Common names:
Purple clematis, Pitcher's leather flower
Scientific name:
Clematis pitcheri
Range:
New Mexico, Texas and the southern Great Plains
Habitat:
Moist woodland, rocky outcrops, often limestone areas; sea level to 7,000 feet
Leaves:
Most are pinnately divided into 3 leaflets, each up to 4 inches long, ovate to widely lanceolate
Clematis pitcheri is a vine, with slender stems that are woody around the base, and reach heights, or lengths, of up to 12 feet. The stems are green or reddish, covered by short, smooth hairs, which become less evident with age. Stems are somewhat ridged; angular in cross-section. Leaves are leathery in texture and relatively large, and most are divided into 2 to 8 broad, ovate leaflets which have slightly wavy edges; some leaves are undivided. Leaf surfaces may be hairless (usually), or densely short-hairy.
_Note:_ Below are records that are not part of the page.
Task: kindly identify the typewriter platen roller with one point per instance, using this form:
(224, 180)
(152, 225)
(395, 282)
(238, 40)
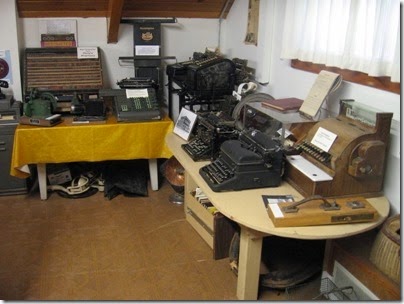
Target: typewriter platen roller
(245, 163)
Between one and seven flowers form from the upper leaf nodes, borne on long stalks. Flowers are pendent, and urn- or bell-shaped; they have four purple or bluish sepals, fused for most of their length, wide at the base and narrower above. The sepal tips are rolled back by 360 degrees, revealing numerous thin, greenish sepals around a group of slightly longer green pistils. Sepal margins are irregularly fringed, and the sepal tips are often lighter in color.
This is very variable species, especially in leaf divisions, fruit hairiness and sepal characteristics, though there are only two named varieties. Var pitcheri has large (up to 4 inches long), thin leaflets, and hairy stamen filaments, while var dictyota has smaller (up to 1.5 inches long), leathery leaves and hairless filaments.